Germans on the march
German Public Workers Vote to Widen Strikes Next Week
Bloomberg
Germany's largest labor union promised to extend a regional public workers' strike to more than half the country's states, following approval from rank-and-file members.
About 95 percent of workers polled in nine of Germany's 16 states voted in favor of strikes from Feb. 13, Ver.di union Chairman Frank Bsirske said today in Berlin. The workers range from university hospital staff to street cleaners.
``The result is clearly in favor of strikes,'' said Bsirske, whose organization represents 2.4 million workers.
The strikes started at the municipal level on Feb. 6 in Germany's southwestern state of Baden-Wuerttemberg, to protest against plans to lengthen working hours to 40 hours from 38.5 hours without any pay increase. Ver.di says it's prepared to strike for between four to six weeks to force local and regional authorities to roll back the plans.
Longer hours may result in 250,000 jobs being cut in the public sector and related administrative branches, Bsirske said. He also said longer hours would curb the number of apprenticeships for young people, lower their chances of being employed after training, bring about a deterioration in working conditions and result in lower wages for part-time workers.

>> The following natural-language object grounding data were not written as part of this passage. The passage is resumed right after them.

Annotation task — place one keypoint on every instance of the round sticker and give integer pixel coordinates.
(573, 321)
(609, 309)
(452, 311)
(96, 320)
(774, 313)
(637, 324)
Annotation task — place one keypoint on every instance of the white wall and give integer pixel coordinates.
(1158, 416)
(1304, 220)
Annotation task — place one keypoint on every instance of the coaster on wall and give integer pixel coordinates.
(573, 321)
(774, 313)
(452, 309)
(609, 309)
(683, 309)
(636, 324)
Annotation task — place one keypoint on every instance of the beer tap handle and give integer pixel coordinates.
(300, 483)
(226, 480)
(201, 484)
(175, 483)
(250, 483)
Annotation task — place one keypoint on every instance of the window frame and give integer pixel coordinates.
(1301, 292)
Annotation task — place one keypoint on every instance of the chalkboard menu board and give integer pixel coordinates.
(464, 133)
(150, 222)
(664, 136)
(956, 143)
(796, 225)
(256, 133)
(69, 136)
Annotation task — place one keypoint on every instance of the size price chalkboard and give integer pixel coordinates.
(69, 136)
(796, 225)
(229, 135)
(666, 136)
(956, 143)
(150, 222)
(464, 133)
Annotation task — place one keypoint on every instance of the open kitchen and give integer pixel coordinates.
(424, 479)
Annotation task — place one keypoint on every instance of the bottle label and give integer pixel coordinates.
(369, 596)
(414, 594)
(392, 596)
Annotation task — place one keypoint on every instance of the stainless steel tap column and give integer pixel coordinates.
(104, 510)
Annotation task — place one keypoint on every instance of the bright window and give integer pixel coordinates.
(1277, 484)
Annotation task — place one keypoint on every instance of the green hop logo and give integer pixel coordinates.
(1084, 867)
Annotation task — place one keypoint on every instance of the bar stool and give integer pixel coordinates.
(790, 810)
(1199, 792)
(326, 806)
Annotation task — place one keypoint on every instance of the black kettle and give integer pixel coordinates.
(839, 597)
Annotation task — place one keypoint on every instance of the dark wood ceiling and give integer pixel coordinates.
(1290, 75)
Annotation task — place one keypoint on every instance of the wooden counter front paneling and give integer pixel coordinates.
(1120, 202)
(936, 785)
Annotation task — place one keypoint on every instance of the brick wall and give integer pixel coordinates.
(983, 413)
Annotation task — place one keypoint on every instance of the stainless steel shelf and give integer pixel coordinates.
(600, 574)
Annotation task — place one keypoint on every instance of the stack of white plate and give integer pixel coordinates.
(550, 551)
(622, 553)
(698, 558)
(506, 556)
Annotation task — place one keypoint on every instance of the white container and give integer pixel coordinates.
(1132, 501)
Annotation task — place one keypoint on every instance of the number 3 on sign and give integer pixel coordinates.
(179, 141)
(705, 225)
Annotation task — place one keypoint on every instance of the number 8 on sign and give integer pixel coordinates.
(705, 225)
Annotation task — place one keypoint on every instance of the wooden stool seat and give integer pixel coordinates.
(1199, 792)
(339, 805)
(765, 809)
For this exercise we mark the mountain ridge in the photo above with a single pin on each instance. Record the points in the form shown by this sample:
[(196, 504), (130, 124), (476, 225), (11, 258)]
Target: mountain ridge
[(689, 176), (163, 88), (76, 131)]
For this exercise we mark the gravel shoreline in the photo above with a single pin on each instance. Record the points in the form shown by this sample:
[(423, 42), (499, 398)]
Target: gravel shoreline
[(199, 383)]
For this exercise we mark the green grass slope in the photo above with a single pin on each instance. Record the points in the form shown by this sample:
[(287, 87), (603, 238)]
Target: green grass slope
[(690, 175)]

Some 20,000 of the 22,000 workers polled across Hamburg, Schleswig-Holstein, Lower Saxony, North Rhineland-Westphalia, Rhineland-Palatinate, Baden-Wuerttemberg, Bavaria, Saarland and Saxony will join the strike, the first public-sector walkout in 14 years, said Bsirske.
Strike Fund
Hagen Lesch, a wage expert at the Cologne-based IW economic institute, said by telephone that Ver.di will be able to strike ``for some time'' as the union has accumulated between 115 million euros ($138 million) and 150 million euros in funds over the last 14 years to finance possible strikes. The effect of the stoppages on Germany's economy ``may be limited,'' he added.
Local and regional authorities are pressing for longer working hours without higher pay to cut costs and help lower a budget deficit that has violated European Union limits since 2002.
German business groups said on Feb. 7 that the strike would hurt growth, and argued that the measures unions are protesting were the best way to lower wage costs and boost employment.